Politiques et journalistes, vigilance accrue. YouTube élargit son outil de détection des deepfakes pour protéger leur image.

La plateforme renforce sa lutte contre la désinformation

La plateforme renforce sa lutte contre la désinformation

Initialement lancé en octobre 2024, le système de détection de deepfakes de YouTube s'étend désormais aux personnalités publiques : politiciens et journalistes. Cette extension, mise en place dans le cadre d'une phase pilote, vise à permettre à ces individus de vérifier si leur image est utilisée sans leur consentement dans des vidéos manipulées par intelligence artificielle.

Le fonctionnement de cet outil est similaire à celui du système Content ID, déjà utilisé pour protéger les droits d'auteur. Il analyse les vidéos à la recherche de visages correspondant à des personnes inscrites dans le programme de détection. Si une correspondance est établie, la personne concernée peut demander la suppression du contenu, sous réserve de l'approbation de YouTube, conformément à ses règles de confidentialité.

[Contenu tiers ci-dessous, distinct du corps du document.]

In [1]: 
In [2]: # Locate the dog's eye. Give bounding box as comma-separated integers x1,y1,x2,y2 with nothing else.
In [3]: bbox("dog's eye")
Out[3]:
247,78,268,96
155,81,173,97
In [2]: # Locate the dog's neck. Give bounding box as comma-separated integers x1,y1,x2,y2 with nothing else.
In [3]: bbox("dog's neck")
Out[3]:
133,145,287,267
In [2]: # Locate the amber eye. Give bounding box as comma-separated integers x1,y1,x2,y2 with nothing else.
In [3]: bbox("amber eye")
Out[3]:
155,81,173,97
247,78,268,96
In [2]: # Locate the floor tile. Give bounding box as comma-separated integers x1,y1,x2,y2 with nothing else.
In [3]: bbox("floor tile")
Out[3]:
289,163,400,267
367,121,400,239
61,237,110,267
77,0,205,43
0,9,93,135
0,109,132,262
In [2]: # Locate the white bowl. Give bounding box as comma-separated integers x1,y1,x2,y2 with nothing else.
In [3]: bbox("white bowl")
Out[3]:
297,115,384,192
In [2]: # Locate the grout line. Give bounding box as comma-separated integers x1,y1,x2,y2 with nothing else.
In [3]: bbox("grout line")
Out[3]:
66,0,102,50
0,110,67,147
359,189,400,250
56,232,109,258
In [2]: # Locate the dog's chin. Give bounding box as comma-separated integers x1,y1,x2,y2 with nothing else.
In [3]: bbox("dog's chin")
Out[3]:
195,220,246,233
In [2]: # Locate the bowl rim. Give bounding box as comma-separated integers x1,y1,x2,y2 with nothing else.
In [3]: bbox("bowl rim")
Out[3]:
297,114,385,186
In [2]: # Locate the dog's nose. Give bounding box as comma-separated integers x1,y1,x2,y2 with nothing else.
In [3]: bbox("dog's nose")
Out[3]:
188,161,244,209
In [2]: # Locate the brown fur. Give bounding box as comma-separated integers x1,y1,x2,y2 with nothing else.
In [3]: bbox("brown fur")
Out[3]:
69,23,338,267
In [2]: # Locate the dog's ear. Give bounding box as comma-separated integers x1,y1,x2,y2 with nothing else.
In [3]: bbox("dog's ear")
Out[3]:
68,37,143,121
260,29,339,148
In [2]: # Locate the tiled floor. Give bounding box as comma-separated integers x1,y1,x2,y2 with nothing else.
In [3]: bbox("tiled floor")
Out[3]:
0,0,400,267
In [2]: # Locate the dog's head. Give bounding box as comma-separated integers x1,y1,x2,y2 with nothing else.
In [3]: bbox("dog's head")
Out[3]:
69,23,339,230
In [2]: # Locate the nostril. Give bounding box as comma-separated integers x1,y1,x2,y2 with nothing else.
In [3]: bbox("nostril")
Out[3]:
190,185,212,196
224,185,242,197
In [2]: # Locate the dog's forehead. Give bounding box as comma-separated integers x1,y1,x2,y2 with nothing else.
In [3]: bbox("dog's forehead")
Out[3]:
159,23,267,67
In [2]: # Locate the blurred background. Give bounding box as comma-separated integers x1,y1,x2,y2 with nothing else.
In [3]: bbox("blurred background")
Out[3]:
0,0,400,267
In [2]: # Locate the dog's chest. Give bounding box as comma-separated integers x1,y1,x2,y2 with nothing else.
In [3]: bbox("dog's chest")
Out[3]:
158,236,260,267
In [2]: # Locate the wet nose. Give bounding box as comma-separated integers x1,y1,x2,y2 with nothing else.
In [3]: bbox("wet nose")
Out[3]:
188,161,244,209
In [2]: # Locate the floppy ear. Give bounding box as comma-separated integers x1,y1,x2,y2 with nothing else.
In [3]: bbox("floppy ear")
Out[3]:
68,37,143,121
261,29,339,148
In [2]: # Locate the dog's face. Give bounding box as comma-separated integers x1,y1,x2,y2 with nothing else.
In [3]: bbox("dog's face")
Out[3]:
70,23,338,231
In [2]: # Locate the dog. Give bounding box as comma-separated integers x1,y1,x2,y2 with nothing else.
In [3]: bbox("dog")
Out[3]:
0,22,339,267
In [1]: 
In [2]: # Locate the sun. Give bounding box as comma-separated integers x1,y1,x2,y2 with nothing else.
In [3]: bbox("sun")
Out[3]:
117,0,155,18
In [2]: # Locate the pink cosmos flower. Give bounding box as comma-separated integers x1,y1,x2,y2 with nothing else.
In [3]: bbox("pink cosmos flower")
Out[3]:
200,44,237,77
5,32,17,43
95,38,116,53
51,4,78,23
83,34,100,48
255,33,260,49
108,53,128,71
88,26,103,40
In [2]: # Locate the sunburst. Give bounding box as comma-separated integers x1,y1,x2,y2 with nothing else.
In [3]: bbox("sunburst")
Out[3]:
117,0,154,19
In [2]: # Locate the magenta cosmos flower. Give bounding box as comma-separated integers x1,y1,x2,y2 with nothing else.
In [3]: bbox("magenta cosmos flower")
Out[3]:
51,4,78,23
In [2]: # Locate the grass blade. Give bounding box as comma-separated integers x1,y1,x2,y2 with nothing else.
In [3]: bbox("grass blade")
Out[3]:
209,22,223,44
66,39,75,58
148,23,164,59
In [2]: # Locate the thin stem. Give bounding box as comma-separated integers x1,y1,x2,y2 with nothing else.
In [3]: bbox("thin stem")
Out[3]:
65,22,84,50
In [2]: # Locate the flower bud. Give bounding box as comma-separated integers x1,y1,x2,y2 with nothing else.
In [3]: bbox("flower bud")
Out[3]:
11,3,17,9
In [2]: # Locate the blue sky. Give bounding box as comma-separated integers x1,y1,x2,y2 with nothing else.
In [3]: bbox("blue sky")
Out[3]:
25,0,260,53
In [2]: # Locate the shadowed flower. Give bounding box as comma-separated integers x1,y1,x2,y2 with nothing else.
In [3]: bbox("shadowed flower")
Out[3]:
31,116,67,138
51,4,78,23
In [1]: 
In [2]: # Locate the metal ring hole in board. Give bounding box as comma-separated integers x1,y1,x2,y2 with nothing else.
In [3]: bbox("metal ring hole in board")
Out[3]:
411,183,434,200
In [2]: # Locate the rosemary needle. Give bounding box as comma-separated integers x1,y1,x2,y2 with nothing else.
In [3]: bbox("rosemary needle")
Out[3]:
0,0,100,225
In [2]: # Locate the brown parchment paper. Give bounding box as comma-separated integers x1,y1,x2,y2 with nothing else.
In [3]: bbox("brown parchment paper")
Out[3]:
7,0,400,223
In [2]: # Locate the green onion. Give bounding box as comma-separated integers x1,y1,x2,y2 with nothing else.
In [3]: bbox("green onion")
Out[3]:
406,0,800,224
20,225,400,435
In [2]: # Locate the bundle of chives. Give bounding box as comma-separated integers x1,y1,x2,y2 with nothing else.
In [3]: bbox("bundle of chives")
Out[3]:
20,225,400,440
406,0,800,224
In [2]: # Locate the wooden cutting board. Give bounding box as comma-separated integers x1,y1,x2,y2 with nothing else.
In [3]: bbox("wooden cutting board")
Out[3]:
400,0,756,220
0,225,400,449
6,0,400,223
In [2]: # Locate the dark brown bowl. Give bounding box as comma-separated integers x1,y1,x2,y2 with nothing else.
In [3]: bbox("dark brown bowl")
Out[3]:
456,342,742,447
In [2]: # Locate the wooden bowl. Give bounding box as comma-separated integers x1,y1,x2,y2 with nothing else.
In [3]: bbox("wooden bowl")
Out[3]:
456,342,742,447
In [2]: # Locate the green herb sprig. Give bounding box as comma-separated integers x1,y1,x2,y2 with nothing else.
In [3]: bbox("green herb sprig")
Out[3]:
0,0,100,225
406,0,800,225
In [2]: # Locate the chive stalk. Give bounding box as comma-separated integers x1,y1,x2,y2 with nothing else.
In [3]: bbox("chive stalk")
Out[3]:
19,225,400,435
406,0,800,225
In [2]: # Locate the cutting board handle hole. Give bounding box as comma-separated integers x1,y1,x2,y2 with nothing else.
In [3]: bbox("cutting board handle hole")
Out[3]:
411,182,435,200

Cette démarche est particulièrement pertinente face à la prolifération de fausses informations, notamment lors de périodes électorales ou de crises politiques. La plateforme reconnaît que la protection de l'identité des personnalités publiques est une priorité, tout en veillant à préserver la liberté d'expression, notamment en matière de parodie et de satire.

Pour participer au programme, les politiciens et journalistes doivent d'abord vérifier leur identité en soumettant une vidéo d'eux-mêmes et une pièce d'identité officielle. Ces informations ne seront utilisées que pour la vérification et non pour entraîner des modèles d'intelligence artificielle.

La mesure soulève cependant des interrogations sur la possibilité de dérives. La distinction entre satire légitime et manipulation malveillante reste délicate à trancher. YouTube a-t-elle les moyens de garantir une application équitable de cette Technologie ?

La Technologie progresse, mais la vigilance reste de mise.